One way to commit to a Lenten discipline is to offer it as a sacrifice that re-enacts the sacrifice of Jesus. And his sacrifice was not, as Richard Rohr likes to say, to change God’s mind about us so God could love us again. Any god who is so human as to be “unable” to love, is a god created in human image. The word for that kind of god is an idol.

The sacrifice of Jesus was about changing our minds about God, about confronting the fullness of God’s overwhelming grace and mercy. Jesus’ sacrifice began long before his arrest in Gethsemane. It began with his surrender to a life of such intimate and authentic union with God that he and God were truly one. Belonging so perfectly to God, Jesus never belonged to temple or governmental authorities. And in a world littered with so many temptations to and excuses for living wastefully, fearfully, violently, or in any other way selfishly, it is an exquisitely rare occurrence to encounter someone willing, on behalf of others, to lay all else aside in order to live as one through whom the Creator, Sustainer, and Redeemer of the universe is immediately present.

Jesus makes even aspiring to that kind of union difficult when he says that piety—including almsgiving, prayer, fasting, humility—is most effectively practiced under the radar. The reason that makes things difficult is that his teaching can allow some of us to hear him implying that one’s faith is a completely private matter. All one has to do, however, is read the gospels to know that Jesus’ own life and living reveals the very visible, communal, and even political nature of the Christian faith.

         And that’s the point of union, of relationship, with God. It is, at the same time, an interior discipline of and an outward witness to love. The trick is practicing one’s faith in such a way that it directs attention to God rather than calling attention to oneself. That, I think, is what Jesus is talking about.

Lent, then, is not a time of confessing all our shortcomings so much as it is a time of deliberate cooperation with the Spirit’s ongoing restoration our inner and outer selves. So, to repent doesn’t mean shamefully confessing our sins. It means gratefully turning ourselves toward God, toward neighbor, and toward all of Creation.

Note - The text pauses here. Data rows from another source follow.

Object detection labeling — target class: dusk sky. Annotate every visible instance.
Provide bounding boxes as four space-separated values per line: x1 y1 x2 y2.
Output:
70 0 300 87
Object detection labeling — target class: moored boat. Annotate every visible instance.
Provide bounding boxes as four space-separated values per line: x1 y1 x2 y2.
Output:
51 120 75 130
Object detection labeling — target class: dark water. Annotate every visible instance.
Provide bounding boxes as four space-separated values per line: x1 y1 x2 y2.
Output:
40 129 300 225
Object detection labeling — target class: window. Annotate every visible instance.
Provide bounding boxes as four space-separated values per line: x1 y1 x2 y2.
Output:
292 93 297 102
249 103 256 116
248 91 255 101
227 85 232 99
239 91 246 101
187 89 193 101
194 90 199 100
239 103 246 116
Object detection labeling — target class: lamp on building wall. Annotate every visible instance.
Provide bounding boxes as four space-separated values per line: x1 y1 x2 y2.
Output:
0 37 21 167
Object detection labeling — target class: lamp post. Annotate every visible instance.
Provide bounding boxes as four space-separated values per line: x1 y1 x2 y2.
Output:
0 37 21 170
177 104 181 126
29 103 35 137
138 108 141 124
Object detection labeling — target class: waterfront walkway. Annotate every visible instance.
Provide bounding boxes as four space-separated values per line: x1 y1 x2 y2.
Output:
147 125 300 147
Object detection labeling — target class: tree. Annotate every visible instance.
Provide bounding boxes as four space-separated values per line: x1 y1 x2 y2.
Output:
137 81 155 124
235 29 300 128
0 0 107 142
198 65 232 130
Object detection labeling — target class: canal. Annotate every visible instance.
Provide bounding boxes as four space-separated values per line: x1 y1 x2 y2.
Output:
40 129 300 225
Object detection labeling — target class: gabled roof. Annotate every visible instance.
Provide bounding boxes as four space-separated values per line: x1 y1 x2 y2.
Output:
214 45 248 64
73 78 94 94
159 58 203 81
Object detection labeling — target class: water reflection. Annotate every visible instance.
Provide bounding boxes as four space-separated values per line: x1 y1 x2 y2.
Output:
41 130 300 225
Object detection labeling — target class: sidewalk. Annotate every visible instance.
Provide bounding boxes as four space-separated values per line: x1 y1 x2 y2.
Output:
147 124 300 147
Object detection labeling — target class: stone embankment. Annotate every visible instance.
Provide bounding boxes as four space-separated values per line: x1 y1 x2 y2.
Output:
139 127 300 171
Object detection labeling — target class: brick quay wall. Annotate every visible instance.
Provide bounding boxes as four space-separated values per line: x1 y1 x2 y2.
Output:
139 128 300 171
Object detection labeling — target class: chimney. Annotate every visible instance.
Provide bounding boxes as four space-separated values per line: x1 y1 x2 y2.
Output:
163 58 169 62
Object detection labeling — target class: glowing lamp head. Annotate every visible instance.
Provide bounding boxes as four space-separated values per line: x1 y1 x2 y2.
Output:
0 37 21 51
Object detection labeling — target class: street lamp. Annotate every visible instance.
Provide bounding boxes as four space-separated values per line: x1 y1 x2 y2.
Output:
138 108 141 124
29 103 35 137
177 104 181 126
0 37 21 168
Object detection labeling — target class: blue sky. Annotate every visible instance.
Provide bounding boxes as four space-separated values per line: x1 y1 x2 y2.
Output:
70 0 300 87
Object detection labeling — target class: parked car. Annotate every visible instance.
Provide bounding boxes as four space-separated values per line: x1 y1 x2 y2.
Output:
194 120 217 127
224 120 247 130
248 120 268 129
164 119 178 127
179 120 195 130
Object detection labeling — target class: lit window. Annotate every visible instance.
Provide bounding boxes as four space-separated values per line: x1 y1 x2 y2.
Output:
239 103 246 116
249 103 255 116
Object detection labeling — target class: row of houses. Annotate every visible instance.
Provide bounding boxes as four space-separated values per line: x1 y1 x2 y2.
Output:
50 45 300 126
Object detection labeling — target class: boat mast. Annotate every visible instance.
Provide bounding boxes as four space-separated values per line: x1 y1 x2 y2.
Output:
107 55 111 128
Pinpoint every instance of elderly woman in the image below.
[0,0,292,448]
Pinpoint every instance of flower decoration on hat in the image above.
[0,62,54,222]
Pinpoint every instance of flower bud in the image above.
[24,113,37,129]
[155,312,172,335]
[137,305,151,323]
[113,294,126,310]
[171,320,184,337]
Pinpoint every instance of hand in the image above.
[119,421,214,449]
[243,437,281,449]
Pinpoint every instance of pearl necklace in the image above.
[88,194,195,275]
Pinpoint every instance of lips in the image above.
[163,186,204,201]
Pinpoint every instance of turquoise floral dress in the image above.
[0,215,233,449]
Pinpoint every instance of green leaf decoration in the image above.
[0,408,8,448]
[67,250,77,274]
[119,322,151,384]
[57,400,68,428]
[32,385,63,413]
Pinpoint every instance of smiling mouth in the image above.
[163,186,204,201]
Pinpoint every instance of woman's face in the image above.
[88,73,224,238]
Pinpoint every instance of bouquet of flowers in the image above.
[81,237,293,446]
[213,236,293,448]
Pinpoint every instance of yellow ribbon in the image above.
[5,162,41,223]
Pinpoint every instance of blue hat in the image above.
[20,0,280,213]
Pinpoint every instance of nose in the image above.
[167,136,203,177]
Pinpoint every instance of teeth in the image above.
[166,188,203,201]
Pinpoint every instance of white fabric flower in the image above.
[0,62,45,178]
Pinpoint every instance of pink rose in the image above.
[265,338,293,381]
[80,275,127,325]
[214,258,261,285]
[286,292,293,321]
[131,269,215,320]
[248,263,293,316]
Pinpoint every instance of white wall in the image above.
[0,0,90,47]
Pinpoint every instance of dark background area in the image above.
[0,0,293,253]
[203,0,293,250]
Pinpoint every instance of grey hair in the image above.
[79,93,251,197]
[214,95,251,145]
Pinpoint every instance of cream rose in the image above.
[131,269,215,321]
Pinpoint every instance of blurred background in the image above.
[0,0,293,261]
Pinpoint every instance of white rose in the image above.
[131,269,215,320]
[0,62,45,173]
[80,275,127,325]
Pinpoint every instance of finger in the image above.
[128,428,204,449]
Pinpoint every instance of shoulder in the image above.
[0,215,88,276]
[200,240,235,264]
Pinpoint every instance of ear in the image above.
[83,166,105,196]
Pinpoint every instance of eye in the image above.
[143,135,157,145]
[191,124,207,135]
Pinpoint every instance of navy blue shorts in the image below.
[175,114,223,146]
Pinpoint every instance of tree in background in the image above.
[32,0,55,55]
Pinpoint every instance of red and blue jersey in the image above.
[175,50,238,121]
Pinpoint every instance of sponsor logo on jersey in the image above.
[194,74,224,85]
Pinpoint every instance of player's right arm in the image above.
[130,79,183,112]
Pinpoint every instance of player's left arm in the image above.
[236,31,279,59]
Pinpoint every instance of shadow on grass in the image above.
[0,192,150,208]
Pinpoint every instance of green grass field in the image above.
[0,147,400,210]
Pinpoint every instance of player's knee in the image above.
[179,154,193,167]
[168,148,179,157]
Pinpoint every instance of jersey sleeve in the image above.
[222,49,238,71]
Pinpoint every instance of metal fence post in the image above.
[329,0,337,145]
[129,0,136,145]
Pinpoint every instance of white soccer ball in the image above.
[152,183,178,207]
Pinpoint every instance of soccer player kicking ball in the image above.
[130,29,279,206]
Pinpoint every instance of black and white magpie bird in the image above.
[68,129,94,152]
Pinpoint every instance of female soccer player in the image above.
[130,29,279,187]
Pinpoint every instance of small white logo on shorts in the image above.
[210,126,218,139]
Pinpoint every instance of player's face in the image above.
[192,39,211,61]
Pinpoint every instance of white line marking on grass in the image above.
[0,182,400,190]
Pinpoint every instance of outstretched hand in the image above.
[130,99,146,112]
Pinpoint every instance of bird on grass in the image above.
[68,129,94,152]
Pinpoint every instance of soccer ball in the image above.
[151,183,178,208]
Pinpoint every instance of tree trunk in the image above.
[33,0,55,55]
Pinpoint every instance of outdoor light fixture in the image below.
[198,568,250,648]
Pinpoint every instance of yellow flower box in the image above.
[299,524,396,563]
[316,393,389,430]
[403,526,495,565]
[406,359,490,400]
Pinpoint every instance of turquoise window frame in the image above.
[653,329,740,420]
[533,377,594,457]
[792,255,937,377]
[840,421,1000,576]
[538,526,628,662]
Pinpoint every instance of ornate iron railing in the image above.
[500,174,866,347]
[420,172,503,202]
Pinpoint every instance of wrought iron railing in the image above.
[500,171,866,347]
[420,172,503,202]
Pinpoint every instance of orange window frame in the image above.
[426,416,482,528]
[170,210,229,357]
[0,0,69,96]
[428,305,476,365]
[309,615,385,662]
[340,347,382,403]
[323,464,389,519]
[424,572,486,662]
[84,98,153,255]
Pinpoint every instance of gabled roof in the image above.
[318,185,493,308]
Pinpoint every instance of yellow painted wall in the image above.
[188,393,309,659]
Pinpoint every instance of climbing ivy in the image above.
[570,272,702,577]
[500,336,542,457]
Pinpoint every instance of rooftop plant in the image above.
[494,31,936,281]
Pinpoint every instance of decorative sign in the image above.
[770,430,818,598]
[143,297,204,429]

         In Matthew 6, Jesus is reminding his listeners that discretion is crucial to a healthy spiritual practice, because to “do religion” in a way that draws more attention to self than to God almost inevitably turns us into competitors.

Who gives more?

Who fasts more?

Who prays more?

Who loves God more?

         Wouldn’t a competitive and judgmental spirit be a proper thing to sacrifice for Lent?